1. Forward Prediction: From 1D to 3D (ESMFold)

  • What it is doing technically: ESMFold uses a massive Large Language Model (LLM) called ESM-2, which was trained on hundreds of millions of natural protein sequences. It treats amino acids like words in a sentence.
  • The Math/Logic: When you input the wild-type L protein sequence, the model’s “attention mechanisms” calculate which amino acids are likely to physically interact with each other, even if they are far apart in the 1D text string.
  • The Output: It calculates the exact spatial coordinates (X, Y, Z positions) of every single atom in the protein backbone and spits them out as a .pdb (Protein Data Bank) file. This gives us our baseline “ground truth” geometry.

2. Inverse Folding: From 3D to 1D (ProteinMPNN)
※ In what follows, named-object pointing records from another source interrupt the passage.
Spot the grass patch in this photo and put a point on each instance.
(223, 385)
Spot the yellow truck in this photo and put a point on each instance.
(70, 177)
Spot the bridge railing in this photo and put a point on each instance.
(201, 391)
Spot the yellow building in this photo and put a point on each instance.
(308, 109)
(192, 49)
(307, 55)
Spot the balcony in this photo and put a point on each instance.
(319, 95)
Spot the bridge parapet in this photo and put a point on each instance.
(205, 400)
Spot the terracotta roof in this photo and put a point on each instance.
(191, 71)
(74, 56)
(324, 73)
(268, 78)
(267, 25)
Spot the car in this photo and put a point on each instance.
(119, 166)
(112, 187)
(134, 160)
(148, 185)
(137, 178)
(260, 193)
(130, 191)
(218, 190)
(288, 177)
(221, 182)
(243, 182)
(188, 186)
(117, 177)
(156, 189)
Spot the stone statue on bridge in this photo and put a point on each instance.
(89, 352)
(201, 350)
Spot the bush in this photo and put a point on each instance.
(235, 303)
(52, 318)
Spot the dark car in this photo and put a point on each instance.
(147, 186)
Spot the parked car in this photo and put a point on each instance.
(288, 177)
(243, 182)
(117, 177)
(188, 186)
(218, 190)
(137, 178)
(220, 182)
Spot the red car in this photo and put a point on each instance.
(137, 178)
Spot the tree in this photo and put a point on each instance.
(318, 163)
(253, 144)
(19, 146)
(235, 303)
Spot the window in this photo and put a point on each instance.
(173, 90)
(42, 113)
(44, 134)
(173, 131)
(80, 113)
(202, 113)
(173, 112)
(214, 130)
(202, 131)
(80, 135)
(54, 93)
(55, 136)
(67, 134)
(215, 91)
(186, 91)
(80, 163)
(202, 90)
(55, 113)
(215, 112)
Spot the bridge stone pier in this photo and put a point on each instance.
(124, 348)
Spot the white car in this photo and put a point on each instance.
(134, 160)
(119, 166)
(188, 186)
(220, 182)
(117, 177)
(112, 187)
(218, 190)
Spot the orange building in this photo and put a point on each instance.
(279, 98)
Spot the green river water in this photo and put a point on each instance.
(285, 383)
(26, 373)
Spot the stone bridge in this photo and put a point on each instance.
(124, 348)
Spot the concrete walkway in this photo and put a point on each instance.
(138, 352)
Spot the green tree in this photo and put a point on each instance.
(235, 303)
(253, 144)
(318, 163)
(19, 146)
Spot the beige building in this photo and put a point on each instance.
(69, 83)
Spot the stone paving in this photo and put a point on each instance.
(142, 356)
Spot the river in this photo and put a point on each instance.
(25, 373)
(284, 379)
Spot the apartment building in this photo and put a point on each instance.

  • What it is doing technically: ProteinMPNN is a Graph Neural Network (GNN). While ESMFold reads text, ProteinMPNN reads geometry.
  • The Math/Logic: It takes your 3D .pdb backbone and turns it into a mathematical graph. Every amino acid position becomes a “node,” and the physical distances between them become “edges.” It completely deletes the actual amino acid letters (a process called masking) and only looks at the angles and distances of the backbone atoms (Nitrogen, Alpha-Carbon, Carbon, Oxygen).
  • The Output: The neural network passes messages between these nodes to calculate a probability distribution for all 20 possible amino acids at every single position. It asks: “Based on the geometry of this pocket, which amino acid has the perfect chemical properties and physical size to fit here without clashing?”

3. Filtering & Selection (The Negative Log-Likelihood Score)

  • What it is doing technically: You don’t just pick a sequence at random; you select based on mathematical confidence.
  • The Math/Logic: ProteinMPNN grades its own homework using a score calculated as $-\log P(\text{sequence} \mid \text{structure})$. This represents the negative log-likelihood of a sequence given the 3D structure.
    o A lower score means higher probability.
    o If the AI generates a sequence with a score of 0.84 and the wild-type natural sequence scores 1.64 (like you saw in your actual run!), it means the AI’s sequence physically packs into that target shape tighter, with better hydrophobic core interactions and fewer energetic clashes, than the natural sequence.

4. Orthogonal Validation (ESMFold, again)

  • What it is doing technically: This is the most crucial step that proves this isn’t just hypothetical. ProteinMPNN assumes the 3D backbone is frozen in space, but in reality, proteins are moving, dynamic chains. We have to prove the new sequence will actually fold into that shape from scratch.
  • The Math/Logic: We take the brand new, AI-generated sequence and feed it back into ESMFold. ESMFold has never seen the target 3D structure; it only sees the new letters.
  • The Output: If ESMFold (a sequence-to-structure model) independently predicts the exact same 3D geometry that ProteinMPNN (a structure-to-sequence model) designed it for, the loop is closed.